For the next hour, they worked perfectly in tandem. Molly looked up only once and was amazed to find their progress was well ahead of the other students. She was particularly pleased to see the usually smirking Edgar with his face buried in a clumsily dissected pile of intestines, trying to untangle the loops.

“We’re winning,” James whispered, trying not to let his excitement show. “Just the stomach now. You can do it!”

Choosing a new scalpel, Molly moved to cut away the last bits of mesentery. One more slice, and—

The jolt came from behind her, a push that knocked into the hand holding the knife, sending it slicing across soft tissue. A ghastly smell released.

Molly turned to see Edgar’s grinning face. “Sorry. Looks like you forgot to clear a path around your body.” He motioned to the small dissection tray that rested between her and James, the tools they’d been sharing laid out. It stuck farther into the room than it should have so that they might both reach it.

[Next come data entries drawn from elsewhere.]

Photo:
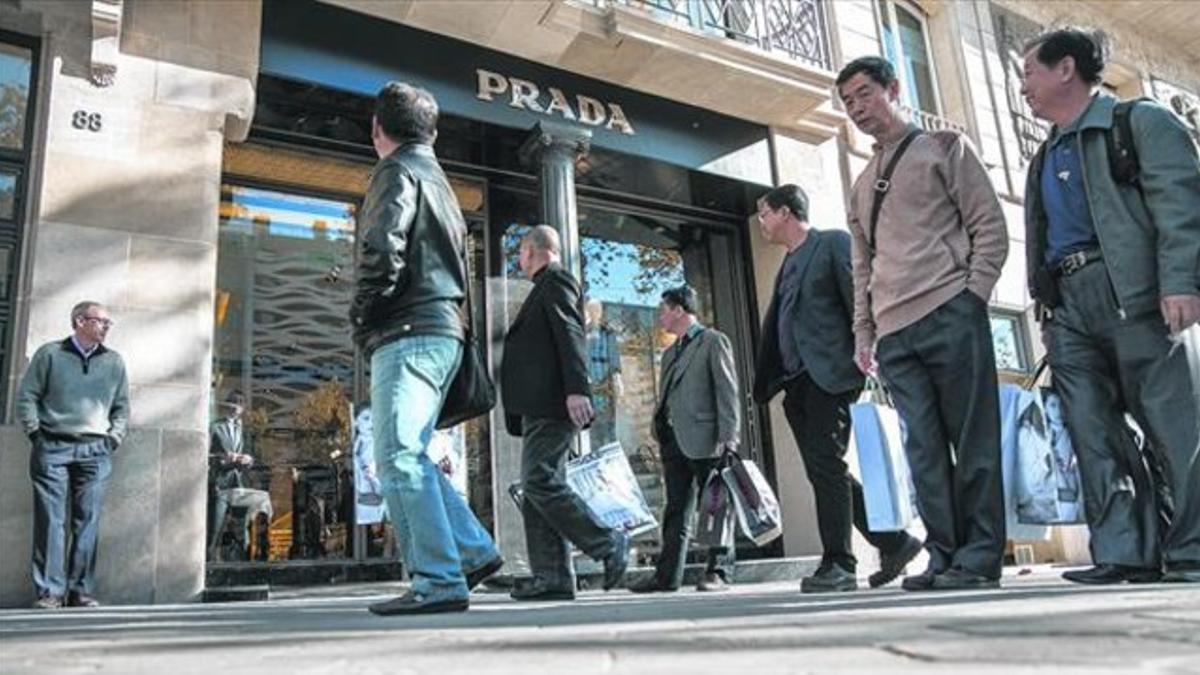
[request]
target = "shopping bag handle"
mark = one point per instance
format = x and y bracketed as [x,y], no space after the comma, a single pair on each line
[877,392]
[1031,381]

“You did that on purpose!” She raised her scalpel. “We were—”

“What’s happened here?” Dr. LaValle hurried over and looked down at the corpse. James stared grimly from behind. “What have you done?” the doctor said.

The stomach gaped open, the stench of bile now filling the room.

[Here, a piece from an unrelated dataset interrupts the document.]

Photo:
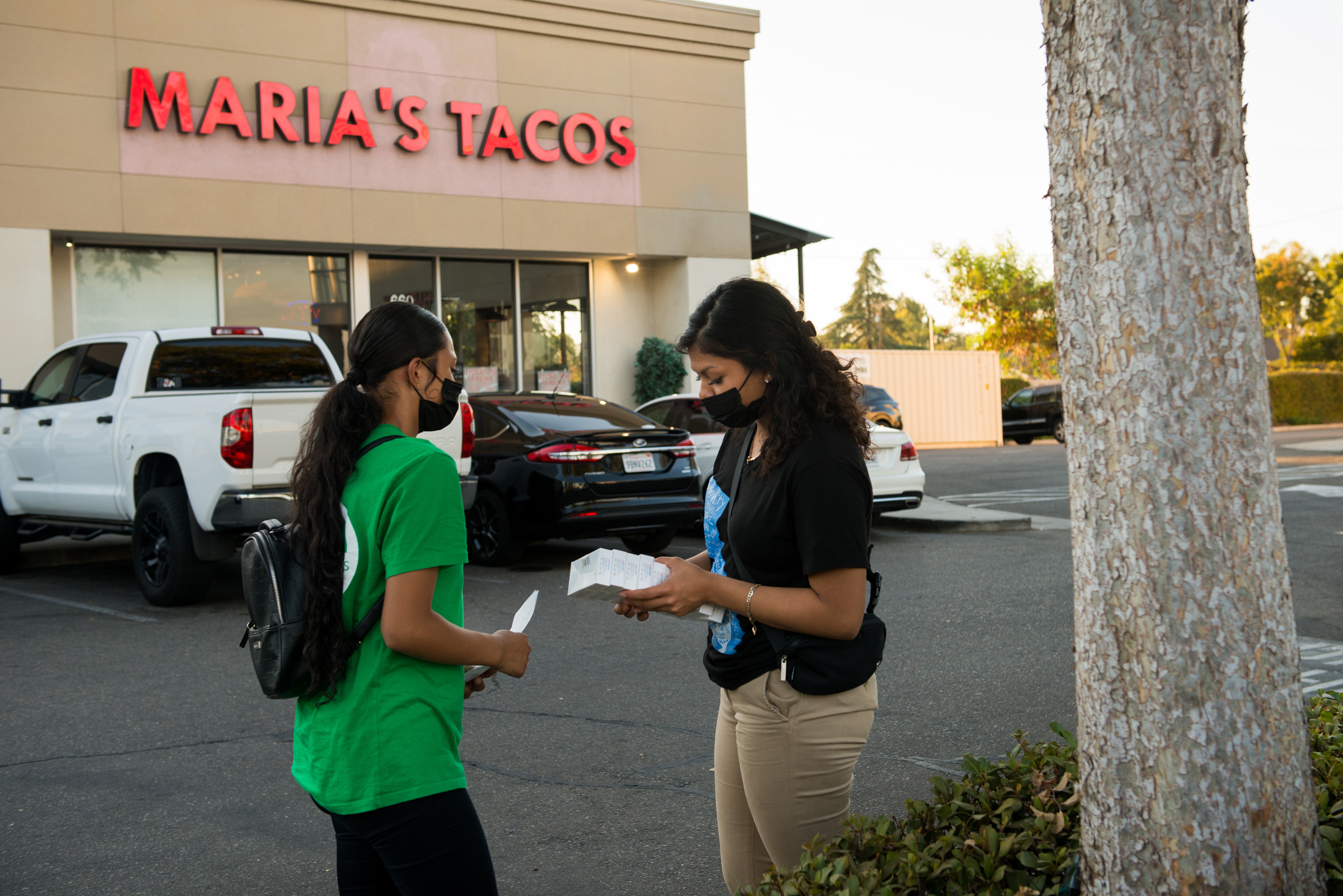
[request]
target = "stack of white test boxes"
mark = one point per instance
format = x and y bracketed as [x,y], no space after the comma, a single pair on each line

“This is unacceptable!” the doctor shouted. “What if this had been a living person? You’d have killed them with this carelessness.”

“I’m sorry,” Molly began. “There was an accident around—”

“Keep your periphery clear!” the doctor said. “A working distance between you and all causal impediments at all times!”

“We won’t let it happen again,” James said, moving to stand beside Molly. “If you’ll let us finish, sir.”

But the doctor’s fury only grew. Grabbing a sheet, he moved toward the body. “You are finished!”

Molly could not stop looking at the wound. The unfortunate cut she’d made yawned open like a mouth, revealing a jagged window into the organ.

Small white sandlike granules coated its bottom. Molly leaned closer. “What is that? Are those . . . ?”

The doctor shoved her away and threw the sheet over the corpse, hands shaking.

“Lectures are over for today.” A small pulse beat in the center of his forehead, and his face was a mask of rage. “The rest of you can thank Miss Green for the wasted time.”

Several groans erupted, and then Edgar’s voice sounded in her ear. “Get out of this classroom, bitch. Or I’ll throw you out myself.”

James moved to step between them, but Molly held up her hand. “No. I’m going.” Raising her chin, she met Edgar’s gaze. “The next time you mess with my knife, it’ll end up in your neck.”

She held back the furious tears until she was safely in her room, and there, where no one could see, she let them fall, as ugly as the cut she’d made.

The rest of day passed quickly. Molly dried her eyes, and in the little mirror over her washbasin, she practiced the lies she would tell Tom about how well she was doing. When night fell, she went downstairs and stepped out into the chilly air.

But Tom was not there. Instead, only the twins, Tom’s helpers, sat in the wagon, their faces a blank veil that refused to answer the question she would not ask.

Climbing into the carriage, Molly rode with them into the city, her heart calming to a stillness dark enough to match the dead.